Antes de irme, y para que no hagan despelote, les di a mis hermanas las manzanas del cajón, un tanto machucadas, para que hagan chicha. Mientras salgo, escucho que se pelean por las dos únicas bolsas de tela, por donde se estrujaban las manzanas ralladas y se sacaba el jugo. Claro está que la tarea que a nadie le gustaba era la de rallar la manzana, ya que algunos dedos siempre terminaban lastimados.
El caballo manso, que llamábamos petiso, me miraba esperando que le colocara la montura. Le dije, en forma amenazante, ¡no me vas a tirar eh! y me reí como si comprendiera las palabras. Mientras ataba las cinchas, no podía parar de pensar en la mamá y el día que llegaría a la casa para cuidarnos.
Un tiro de la rienda y salimos con petiso hacia las grandes montañas con punta de nieve. El aire fresco de la cordillera invadía mi cara y estremecía mis ojos. El recorrido se avistaba largo, casi como un infinito. El barranco era fácil de atravesar, pero el pantano me daba miedo.
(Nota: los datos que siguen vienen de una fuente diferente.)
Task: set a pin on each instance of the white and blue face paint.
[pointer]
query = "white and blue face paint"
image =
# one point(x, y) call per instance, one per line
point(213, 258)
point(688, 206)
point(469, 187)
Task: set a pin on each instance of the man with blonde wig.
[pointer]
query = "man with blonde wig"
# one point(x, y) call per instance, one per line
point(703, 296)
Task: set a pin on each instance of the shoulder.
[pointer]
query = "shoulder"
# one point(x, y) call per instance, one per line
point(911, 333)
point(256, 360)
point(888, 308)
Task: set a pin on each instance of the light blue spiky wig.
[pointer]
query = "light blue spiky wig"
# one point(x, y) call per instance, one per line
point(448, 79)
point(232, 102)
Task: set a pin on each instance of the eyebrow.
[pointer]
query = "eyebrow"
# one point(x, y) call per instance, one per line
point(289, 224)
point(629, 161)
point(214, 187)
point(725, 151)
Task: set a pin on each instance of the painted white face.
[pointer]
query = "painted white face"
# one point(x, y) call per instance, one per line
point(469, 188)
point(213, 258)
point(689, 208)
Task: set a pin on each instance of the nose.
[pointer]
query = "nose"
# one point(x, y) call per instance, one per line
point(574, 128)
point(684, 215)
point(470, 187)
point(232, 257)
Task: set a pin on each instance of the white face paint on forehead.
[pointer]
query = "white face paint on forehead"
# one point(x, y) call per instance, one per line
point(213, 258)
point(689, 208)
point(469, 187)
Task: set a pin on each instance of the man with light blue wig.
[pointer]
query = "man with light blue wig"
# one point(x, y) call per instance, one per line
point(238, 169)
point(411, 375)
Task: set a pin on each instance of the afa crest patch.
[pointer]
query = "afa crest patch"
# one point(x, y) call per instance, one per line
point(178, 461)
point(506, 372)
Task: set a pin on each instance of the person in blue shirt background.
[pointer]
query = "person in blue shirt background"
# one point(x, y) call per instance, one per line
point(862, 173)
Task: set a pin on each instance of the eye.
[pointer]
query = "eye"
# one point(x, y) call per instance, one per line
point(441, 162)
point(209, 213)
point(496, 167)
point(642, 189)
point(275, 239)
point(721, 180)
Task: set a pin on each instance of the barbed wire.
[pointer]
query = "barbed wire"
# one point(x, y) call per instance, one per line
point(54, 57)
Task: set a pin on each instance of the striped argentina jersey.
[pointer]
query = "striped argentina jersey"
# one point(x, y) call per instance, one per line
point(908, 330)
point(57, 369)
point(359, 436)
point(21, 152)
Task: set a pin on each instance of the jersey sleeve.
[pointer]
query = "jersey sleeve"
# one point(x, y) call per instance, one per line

Gracias a Dios, petiso sabía qué hacer y levantaba despacito las patas en cada pasaje de tierra blanda.
Llegar al arroyo fue como hacer el sembrado de primavera, fácil pero lento. Era mi parte favorita de los días. El sonido cálido del agua, el canto alegre de los sapos y la brisa helada que chocaba con las hojas de los árboles, me hacían sentir grande y con ganas de correr sin nada en que pensar, como si volara por el cielo. Y no es de locos pero creo que petiso se sentía igual.
De pronto, hay un brillo en el agua que me atrapa. Una lucecita en medio de una oscuridad profunda. Bajo las riendas y rodeo el pozo. Me inclino a mirar y de pronto estoy cayendo de cabeza al agua. Todo parece eterno y en ese instante lo único que atino a hacer es: pensar. Pienso en la mamá cuando abra la tranquera con el bolso al hombro. Pienso en mis hermanitas jugando a la payana con piedritas. Pienso en la seño Eva y en las manzanas que dibuja en el pizarrón. Pienso en lo que van a comer en el día de mañana. Pienso y pienso mientras busco respirar. En un último y agotador intento de mis brazos por salir del agua me agarro a una rama, salgo a flote y respiro el mejor de los aires, el de la esperanza.
Petiso bebiendo agua sin preocuparse. El mundo sin inmutarse, mientras respiro mojada sobre unos yuyos. La vida siempre sigue igual a pesar de todo lo que nos pase. Me subo al caballo y continúo mi camino. Todavía queda mucho que hacer.
Es cierto lo que dice la mamá, debo dejar de pensar tanto.